Ben wischte sich mit dem Ärmel über das Gesicht. Jetzt hatte er Kakao auf seinem Sweatshirt-Ärmel und auf der Stirn. „… dann könnte ich mich selber schrumpfen und mein Forschungslabor auch“, nahm er seinen Gedankenfaden wieder auf. „Und dann könnte ich alle Sachen genau erforschen. Ich würde zum Beispiel beobachten, wie die Ameisen die Blattläuse melken, obwohl sie gar keine Hände haben.“

Ich bremste scharf. Beinahe hätte ich eine junge Radfahrerin auf der Kühlerhaube mitgenommen. Ich duckte mich unter ihren wütenden Blicken hinweg und brauste weiter. In solchen Momenten war ich froh, dass die meisten Menschen keine Ahnung hatten, was der Fisch auf dem Heck unseres Wagens eigentlich bedeutete.

Ben hatte den Beinahe-Unfall souverän weggesteckt und erklärte mir: „Außerdem könnte ich mit meinem Spezialkletterjeep in einen Elefantenrüssel hineinfahren. Dann könnte ich herausfinden, ob die Popel von einem Elefanten wirklich länger sind als die von Menschen oder eher dicker.“

Aus den Augenwinkeln entdeckte ich einen freien Parkplatz. Ich gab Gas, doch eine Mutter mit schwedischem SUV war schneller. Zähneknirschend stellte ich mich in eine Ausfahrt. „Wir sind da!“

„Vielleicht sind Elefantenpopel auch überhaupt nicht größer als die von Menschen“, sinnierte mein Sohn. „Nur weil die Nase größer ist, heißt das ja nicht …“

„Ben, steig aus!“, herrschte ich ihn an.

Er zuckte zusammen: „Mann, Papa, jetzt hast du mich voll erschreckt!“

„Jetzt reicht’s aber. Raus mit dir! Du kommst zu spät!“

Ben verzog das Gesicht und kletterte hastig aus dem Wagen.

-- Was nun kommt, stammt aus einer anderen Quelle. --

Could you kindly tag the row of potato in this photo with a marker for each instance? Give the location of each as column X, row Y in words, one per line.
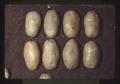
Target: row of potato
column 71, row 23
column 50, row 54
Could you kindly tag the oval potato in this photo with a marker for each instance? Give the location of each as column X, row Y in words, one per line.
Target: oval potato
column 50, row 54
column 51, row 23
column 32, row 23
column 31, row 55
column 7, row 75
column 71, row 54
column 91, row 24
column 45, row 76
column 90, row 55
column 71, row 23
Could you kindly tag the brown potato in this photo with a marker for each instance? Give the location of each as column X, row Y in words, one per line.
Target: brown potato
column 51, row 23
column 31, row 55
column 71, row 54
column 91, row 24
column 71, row 23
column 50, row 54
column 45, row 76
column 90, row 55
column 32, row 23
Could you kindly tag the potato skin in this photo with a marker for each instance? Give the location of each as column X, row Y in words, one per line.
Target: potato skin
column 7, row 75
column 71, row 23
column 50, row 54
column 90, row 55
column 91, row 24
column 45, row 76
column 71, row 54
column 51, row 23
column 32, row 23
column 31, row 55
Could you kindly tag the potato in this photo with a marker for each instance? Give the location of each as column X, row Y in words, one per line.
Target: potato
column 91, row 24
column 31, row 55
column 7, row 75
column 51, row 23
column 45, row 76
column 71, row 23
column 50, row 54
column 71, row 54
column 32, row 23
column 90, row 55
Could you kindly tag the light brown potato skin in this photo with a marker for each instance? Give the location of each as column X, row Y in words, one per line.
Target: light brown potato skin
column 32, row 23
column 50, row 54
column 7, row 75
column 90, row 55
column 71, row 54
column 45, row 76
column 31, row 55
column 91, row 24
column 51, row 23
column 71, row 23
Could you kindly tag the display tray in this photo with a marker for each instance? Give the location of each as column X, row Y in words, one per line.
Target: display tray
column 15, row 39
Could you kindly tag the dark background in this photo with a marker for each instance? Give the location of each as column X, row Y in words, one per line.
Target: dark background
column 15, row 39
column 116, row 3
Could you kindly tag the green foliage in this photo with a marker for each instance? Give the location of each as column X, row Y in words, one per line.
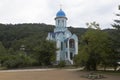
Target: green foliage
column 45, row 52
column 18, row 60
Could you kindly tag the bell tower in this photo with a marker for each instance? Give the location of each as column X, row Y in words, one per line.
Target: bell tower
column 60, row 21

Ich wusste, dass ich ihm Angst eingejagt hatte. Aber eine Entschuldigung wollte mir nicht über die Lippen kommen. Ich lächelte verkniffen und wuschelte ihm kurz durch die Haare. „Ab mit dir!“

Er warf mir einen traurigen Blick zu. Erneut überkam mich eine Art Déjà-vu, aber ich verdrängte das Gefühl.

Als ich mich aus dem Gewirr enger Straßen geschlängelt hatte und endlich die Auffahrt zur Autobahn hinaufbrauste, fiel mir ein, dass Bens Sporttasche noch immer zu Hause im Flur stand.